Understanding the relationship of the $L^1$ norm to the total variation distance of probability measures, and the variance bound on it

I am trying to find a bound for variance of an arbitrary distribution $f_Y$ given a bound of a Kullback-Leiber divergence from a zero-mean Gaussian to $f_Y$, as I've explained in this related question. From page 10 of this article, it seems to me that:

$$\frac{1}{2}\left(\int_{-\infty}^{\infty}|p_Z(x)-p_Y(x)|dx\right)^2 \leq D(p_Z\|p_Y)$$

I have two questions:

1) How does this come about? The LHS is somehow related to total variation distance, which is $\sup\left\{|\int_A f_X(x)dx-\int_A f_Y(x)dx|:A \subset \mathbb{R}\right\}$ according to wikipedia article, but I don't see a connection. Can someone elucidate?
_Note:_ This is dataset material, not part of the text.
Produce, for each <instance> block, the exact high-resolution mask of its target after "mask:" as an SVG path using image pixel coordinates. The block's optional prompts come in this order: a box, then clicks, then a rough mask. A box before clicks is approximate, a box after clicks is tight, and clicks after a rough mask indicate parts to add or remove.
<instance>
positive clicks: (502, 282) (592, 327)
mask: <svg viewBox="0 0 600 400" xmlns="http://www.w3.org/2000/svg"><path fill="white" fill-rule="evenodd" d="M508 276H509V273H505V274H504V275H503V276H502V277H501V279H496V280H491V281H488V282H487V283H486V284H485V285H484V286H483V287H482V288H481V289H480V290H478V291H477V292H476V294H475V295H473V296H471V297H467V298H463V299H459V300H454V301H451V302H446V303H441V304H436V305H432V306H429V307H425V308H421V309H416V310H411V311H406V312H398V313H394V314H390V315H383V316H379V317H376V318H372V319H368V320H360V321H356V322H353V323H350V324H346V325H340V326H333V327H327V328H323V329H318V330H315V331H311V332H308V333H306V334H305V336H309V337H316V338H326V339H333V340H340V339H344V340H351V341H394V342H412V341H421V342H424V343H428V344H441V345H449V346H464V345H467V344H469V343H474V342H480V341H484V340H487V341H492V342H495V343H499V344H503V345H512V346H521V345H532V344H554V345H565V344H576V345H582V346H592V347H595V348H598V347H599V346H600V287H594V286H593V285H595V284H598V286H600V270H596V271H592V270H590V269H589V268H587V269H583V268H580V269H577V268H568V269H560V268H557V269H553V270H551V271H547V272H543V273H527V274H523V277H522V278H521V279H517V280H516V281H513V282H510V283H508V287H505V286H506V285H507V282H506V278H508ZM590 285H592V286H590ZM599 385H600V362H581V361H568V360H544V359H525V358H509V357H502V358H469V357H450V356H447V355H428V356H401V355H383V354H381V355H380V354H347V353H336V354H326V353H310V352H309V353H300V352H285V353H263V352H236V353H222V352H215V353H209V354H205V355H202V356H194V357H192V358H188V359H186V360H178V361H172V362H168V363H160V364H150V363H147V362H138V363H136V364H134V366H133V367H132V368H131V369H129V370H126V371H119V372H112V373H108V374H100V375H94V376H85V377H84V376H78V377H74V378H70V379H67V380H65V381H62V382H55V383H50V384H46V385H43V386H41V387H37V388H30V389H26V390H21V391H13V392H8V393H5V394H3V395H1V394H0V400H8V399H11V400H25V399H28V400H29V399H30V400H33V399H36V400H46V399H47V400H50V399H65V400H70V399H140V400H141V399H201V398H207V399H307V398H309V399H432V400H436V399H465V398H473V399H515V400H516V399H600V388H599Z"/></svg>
2) Section 6 on page 10 of the same article seems to talk about variation bounds, but I can't understand it... Can someone "translate" that to the language that someone with a graduate-level course on probability can understand? (I haven't taken measure theory, unfortunately.)


1) Check out Lemma 11.6.1 in Elements of Information Theory by Thomas and Cover.

2) The LHS is essentially the total variation between probability measures $p_Z$ and $p_Y$ (see here). I think "variation bounds" quite literally means bounds on the total variation between the probability measures, as given in the Lemma on p. 11.